FAQ #1: “If L3Harris leaves Northampton, won’t we lose the tax revenue?”
Answer:
No. Northampton would not lose commercial property tax revenue if L3Harris left.
Commercial property taxes in Massachusetts are based on the assessed value of the real estate itself - the land and the building - not the business operating inside it.
That means:
A building is taxed the same amount regardless of who occupies it - L3Harris, a clean-tech firm, a life science company, a startup incubator, or anything else.

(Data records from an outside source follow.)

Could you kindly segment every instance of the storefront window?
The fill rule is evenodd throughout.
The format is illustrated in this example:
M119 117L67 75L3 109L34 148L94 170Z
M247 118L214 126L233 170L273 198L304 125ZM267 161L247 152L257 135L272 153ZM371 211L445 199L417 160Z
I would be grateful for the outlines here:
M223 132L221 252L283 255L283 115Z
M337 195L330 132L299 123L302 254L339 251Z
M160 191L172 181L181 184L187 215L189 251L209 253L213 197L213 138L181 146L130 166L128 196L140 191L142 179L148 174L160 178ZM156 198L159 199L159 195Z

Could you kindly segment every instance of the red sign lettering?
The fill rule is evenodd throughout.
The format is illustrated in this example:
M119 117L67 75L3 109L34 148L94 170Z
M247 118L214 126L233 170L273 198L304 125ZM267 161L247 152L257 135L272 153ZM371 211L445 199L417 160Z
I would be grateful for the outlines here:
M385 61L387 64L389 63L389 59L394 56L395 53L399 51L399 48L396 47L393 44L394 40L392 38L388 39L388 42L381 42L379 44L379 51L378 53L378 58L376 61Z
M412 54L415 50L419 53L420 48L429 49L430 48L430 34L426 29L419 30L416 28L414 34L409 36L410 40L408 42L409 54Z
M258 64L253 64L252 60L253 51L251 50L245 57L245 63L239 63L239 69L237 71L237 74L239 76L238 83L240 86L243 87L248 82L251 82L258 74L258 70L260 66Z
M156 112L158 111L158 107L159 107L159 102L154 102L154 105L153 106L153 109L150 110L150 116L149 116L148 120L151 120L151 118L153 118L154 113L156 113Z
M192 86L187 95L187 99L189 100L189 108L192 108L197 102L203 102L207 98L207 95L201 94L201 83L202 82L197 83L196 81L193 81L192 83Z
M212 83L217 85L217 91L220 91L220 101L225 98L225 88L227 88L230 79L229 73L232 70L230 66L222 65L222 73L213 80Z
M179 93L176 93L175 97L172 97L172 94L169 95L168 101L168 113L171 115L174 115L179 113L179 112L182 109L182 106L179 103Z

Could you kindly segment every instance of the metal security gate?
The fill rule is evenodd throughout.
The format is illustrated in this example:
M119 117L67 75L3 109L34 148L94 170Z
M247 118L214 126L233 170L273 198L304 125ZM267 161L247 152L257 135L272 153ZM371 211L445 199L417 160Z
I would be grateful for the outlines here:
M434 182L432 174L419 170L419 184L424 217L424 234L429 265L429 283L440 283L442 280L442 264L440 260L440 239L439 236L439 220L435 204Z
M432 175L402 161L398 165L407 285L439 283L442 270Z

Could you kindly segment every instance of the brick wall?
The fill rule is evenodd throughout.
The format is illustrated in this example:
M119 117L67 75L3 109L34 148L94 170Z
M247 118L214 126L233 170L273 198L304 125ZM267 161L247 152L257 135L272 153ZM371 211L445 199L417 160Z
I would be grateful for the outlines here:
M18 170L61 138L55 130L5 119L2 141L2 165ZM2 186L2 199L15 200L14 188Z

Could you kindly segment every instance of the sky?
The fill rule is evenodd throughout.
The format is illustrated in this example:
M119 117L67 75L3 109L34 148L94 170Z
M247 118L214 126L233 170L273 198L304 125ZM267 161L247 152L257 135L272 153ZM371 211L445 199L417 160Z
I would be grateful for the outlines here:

If the property is sold or leased to a new tenant, the tax bill stays the same unless a renovation changes the assessed value.
If the building is temporarily vacant, the owner still pays the full tax bill.
The only scenario where revenue is lost is if the property is legally abandoned and removed from the tax roll - which will not happen at a high-value advanced manufacturing site in downtown Northampton, especially one located near five world-class colleges and universities.
In short:
The tax revenue comes from the building, not the defense contractor.
The revenue stays. The risk does not.
FAQ #2: “If L3Harris leaves Northampton, won’t we lose the jobs?”
Answer:
No. The jobs do not disappear - they relocate.
If L3Harris moves its nuclear weapons systems related work out of a residential neighborhood, the positions shift to a more appropriate, secure military or naval location. They do not evaporate from the regional economy.
Here’s why:
L3Harris is not shutting down the program.
The photonics mast / submarine imaging work is under long-term Navy contract obligations. The work continues - it just needs to be done in a location suitable for defense manufacturing.Jobs tied to federal weapons systems follow the program, not the building.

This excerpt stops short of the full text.